Von früh bis spät – was ist erlaubt?
Ohne zusätzliche Bewilligung darf in der Schweiz grundsätzlich nur zwischen 6 und 23 Uhr gearbeitet werden. Mit Zustimmung der Mehrheit kann dieses Zeitfenster um eine Stunde verschoben werden.
Nachtarbeit ist nur mit kantonaler Bewilligung erlaubt – und Arbeitende dürfen sie ablehnen. Sonntagsarbeit bleibt grundsätzlich tabu und ist nur mit ausdrücklicher Genehmigung möglich.
Jugendliche und Schwangere geniessen zusätzlichen Schutz und dürfen in bestimmten Zeiten gar nicht arbeiten.

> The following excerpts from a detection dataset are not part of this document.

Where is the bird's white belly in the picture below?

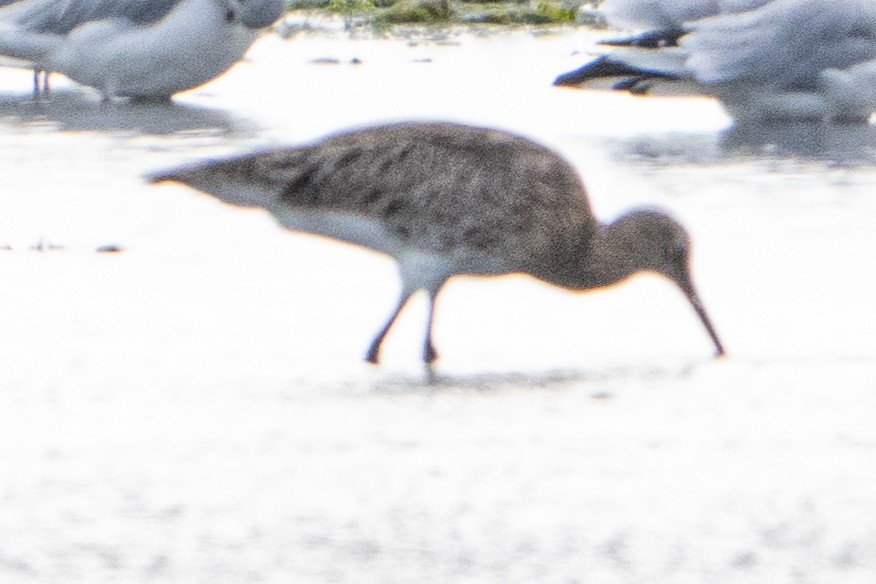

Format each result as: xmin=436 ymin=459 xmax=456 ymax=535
xmin=270 ymin=204 xmax=409 ymax=257
xmin=46 ymin=0 xmax=257 ymax=97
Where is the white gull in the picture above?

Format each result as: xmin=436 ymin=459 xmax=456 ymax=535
xmin=555 ymin=0 xmax=876 ymax=121
xmin=0 ymin=0 xmax=283 ymax=99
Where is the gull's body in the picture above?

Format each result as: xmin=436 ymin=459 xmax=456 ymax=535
xmin=151 ymin=123 xmax=723 ymax=362
xmin=0 ymin=0 xmax=283 ymax=98
xmin=556 ymin=0 xmax=876 ymax=121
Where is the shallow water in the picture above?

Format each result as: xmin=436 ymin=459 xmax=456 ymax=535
xmin=0 ymin=25 xmax=876 ymax=584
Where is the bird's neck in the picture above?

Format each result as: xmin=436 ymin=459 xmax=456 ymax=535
xmin=539 ymin=226 xmax=642 ymax=290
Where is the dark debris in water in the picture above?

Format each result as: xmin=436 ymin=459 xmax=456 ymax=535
xmin=0 ymin=237 xmax=124 ymax=253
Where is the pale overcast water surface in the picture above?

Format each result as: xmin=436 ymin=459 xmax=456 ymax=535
xmin=0 ymin=24 xmax=876 ymax=584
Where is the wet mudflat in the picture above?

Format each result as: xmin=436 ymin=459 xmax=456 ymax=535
xmin=0 ymin=24 xmax=876 ymax=584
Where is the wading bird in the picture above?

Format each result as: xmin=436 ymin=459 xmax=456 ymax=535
xmin=149 ymin=123 xmax=724 ymax=363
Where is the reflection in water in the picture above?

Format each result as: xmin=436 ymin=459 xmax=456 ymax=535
xmin=0 ymin=91 xmax=255 ymax=136
xmin=612 ymin=122 xmax=876 ymax=166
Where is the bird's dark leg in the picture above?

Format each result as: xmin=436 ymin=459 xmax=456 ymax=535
xmin=365 ymin=290 xmax=413 ymax=365
xmin=423 ymin=293 xmax=438 ymax=365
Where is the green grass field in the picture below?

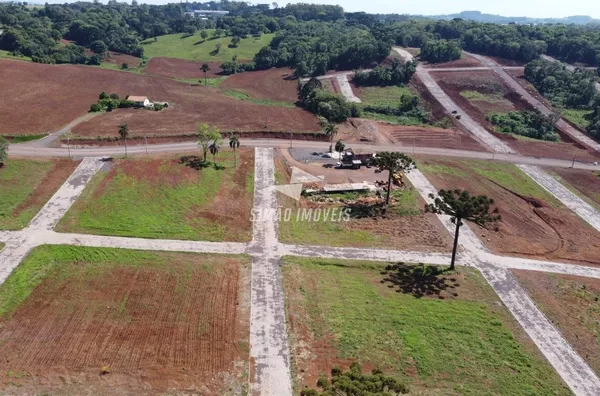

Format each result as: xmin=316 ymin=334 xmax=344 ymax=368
xmin=144 ymin=30 xmax=275 ymax=61
xmin=0 ymin=159 xmax=54 ymax=230
xmin=279 ymin=186 xmax=421 ymax=247
xmin=0 ymin=245 xmax=250 ymax=318
xmin=58 ymin=151 xmax=254 ymax=241
xmin=560 ymin=109 xmax=592 ymax=130
xmin=418 ymin=160 xmax=562 ymax=207
xmin=283 ymin=257 xmax=570 ymax=395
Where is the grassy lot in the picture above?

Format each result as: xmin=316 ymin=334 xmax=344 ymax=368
xmin=175 ymin=76 xmax=229 ymax=88
xmin=58 ymin=150 xmax=254 ymax=241
xmin=279 ymin=187 xmax=421 ymax=247
xmin=0 ymin=245 xmax=250 ymax=318
xmin=0 ymin=159 xmax=54 ymax=230
xmin=144 ymin=30 xmax=275 ymax=61
xmin=0 ymin=245 xmax=251 ymax=395
xmin=283 ymin=257 xmax=569 ymax=395
xmin=360 ymin=86 xmax=415 ymax=107
xmin=419 ymin=160 xmax=561 ymax=207
xmin=513 ymin=271 xmax=600 ymax=373
xmin=223 ymin=89 xmax=296 ymax=107
xmin=560 ymin=109 xmax=592 ymax=130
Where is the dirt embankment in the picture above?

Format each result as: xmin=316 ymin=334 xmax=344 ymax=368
xmin=431 ymin=70 xmax=600 ymax=162
xmin=0 ymin=60 xmax=320 ymax=137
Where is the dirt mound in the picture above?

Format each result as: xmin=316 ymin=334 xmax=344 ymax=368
xmin=220 ymin=68 xmax=298 ymax=103
xmin=145 ymin=57 xmax=222 ymax=79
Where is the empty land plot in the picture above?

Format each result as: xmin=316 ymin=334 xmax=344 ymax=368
xmin=0 ymin=59 xmax=320 ymax=139
xmin=220 ymin=68 xmax=298 ymax=103
xmin=418 ymin=158 xmax=600 ymax=265
xmin=145 ymin=57 xmax=223 ymax=80
xmin=57 ymin=150 xmax=254 ymax=241
xmin=0 ymin=246 xmax=250 ymax=394
xmin=0 ymin=159 xmax=77 ymax=230
xmin=431 ymin=70 xmax=597 ymax=161
xmin=552 ymin=168 xmax=600 ymax=208
xmin=283 ymin=257 xmax=570 ymax=395
xmin=144 ymin=29 xmax=275 ymax=62
xmin=277 ymin=158 xmax=452 ymax=252
xmin=513 ymin=271 xmax=600 ymax=374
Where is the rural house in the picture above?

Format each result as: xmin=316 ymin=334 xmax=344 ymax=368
xmin=127 ymin=95 xmax=152 ymax=107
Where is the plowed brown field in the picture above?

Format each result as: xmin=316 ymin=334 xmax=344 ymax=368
xmin=431 ymin=70 xmax=598 ymax=161
xmin=419 ymin=158 xmax=600 ymax=265
xmin=220 ymin=68 xmax=298 ymax=102
xmin=0 ymin=60 xmax=320 ymax=137
xmin=0 ymin=247 xmax=249 ymax=394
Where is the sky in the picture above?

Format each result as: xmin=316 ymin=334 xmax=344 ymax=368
xmin=36 ymin=0 xmax=600 ymax=19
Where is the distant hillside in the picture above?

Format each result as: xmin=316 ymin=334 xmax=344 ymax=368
xmin=430 ymin=11 xmax=600 ymax=25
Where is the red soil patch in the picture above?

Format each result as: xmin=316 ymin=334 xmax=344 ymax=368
xmin=145 ymin=57 xmax=222 ymax=79
xmin=377 ymin=123 xmax=486 ymax=151
xmin=0 ymin=60 xmax=320 ymax=137
xmin=513 ymin=270 xmax=600 ymax=373
xmin=220 ymin=68 xmax=298 ymax=102
xmin=431 ymin=70 xmax=598 ymax=161
xmin=553 ymin=168 xmax=600 ymax=205
xmin=12 ymin=159 xmax=79 ymax=217
xmin=104 ymin=51 xmax=142 ymax=67
xmin=0 ymin=254 xmax=249 ymax=394
xmin=423 ymin=53 xmax=482 ymax=69
xmin=422 ymin=158 xmax=600 ymax=265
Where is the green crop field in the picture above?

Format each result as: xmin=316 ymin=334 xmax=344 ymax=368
xmin=58 ymin=151 xmax=254 ymax=241
xmin=283 ymin=257 xmax=570 ymax=395
xmin=144 ymin=30 xmax=275 ymax=61
xmin=0 ymin=159 xmax=54 ymax=230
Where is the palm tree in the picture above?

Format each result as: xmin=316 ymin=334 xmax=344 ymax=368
xmin=208 ymin=141 xmax=219 ymax=167
xmin=119 ymin=124 xmax=129 ymax=157
xmin=425 ymin=189 xmax=501 ymax=270
xmin=229 ymin=136 xmax=240 ymax=168
xmin=373 ymin=151 xmax=416 ymax=205
xmin=323 ymin=122 xmax=338 ymax=152
xmin=200 ymin=63 xmax=210 ymax=86
xmin=335 ymin=140 xmax=346 ymax=157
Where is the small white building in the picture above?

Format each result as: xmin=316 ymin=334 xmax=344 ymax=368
xmin=127 ymin=95 xmax=152 ymax=107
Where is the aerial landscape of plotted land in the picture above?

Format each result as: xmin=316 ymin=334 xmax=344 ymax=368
xmin=0 ymin=0 xmax=600 ymax=396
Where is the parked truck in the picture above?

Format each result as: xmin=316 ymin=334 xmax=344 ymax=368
xmin=337 ymin=149 xmax=373 ymax=169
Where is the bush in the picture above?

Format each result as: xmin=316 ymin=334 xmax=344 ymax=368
xmin=300 ymin=362 xmax=408 ymax=396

Sonntagsarbeit? In der Regel ein Tabu
Die gesetzliche Reglung der Nachtarbeitszeit sowie die des arbeitsfreien Sonntags dient der Erholung der Arbeitnehmenden. Daher darf in der Zeit von Samstag, 23 Uhr, bis Sonntag, 23 Uhr, nur gearbeitet werden, wenn dies zuvor ausdrücklich genehmigt wurde. Auch hier ist die Verschiebung des Zeitintervalls um eine Stunde vor oder zurück zulässig, sofern die Mehrheit der Arbeitenden dem zustimmt.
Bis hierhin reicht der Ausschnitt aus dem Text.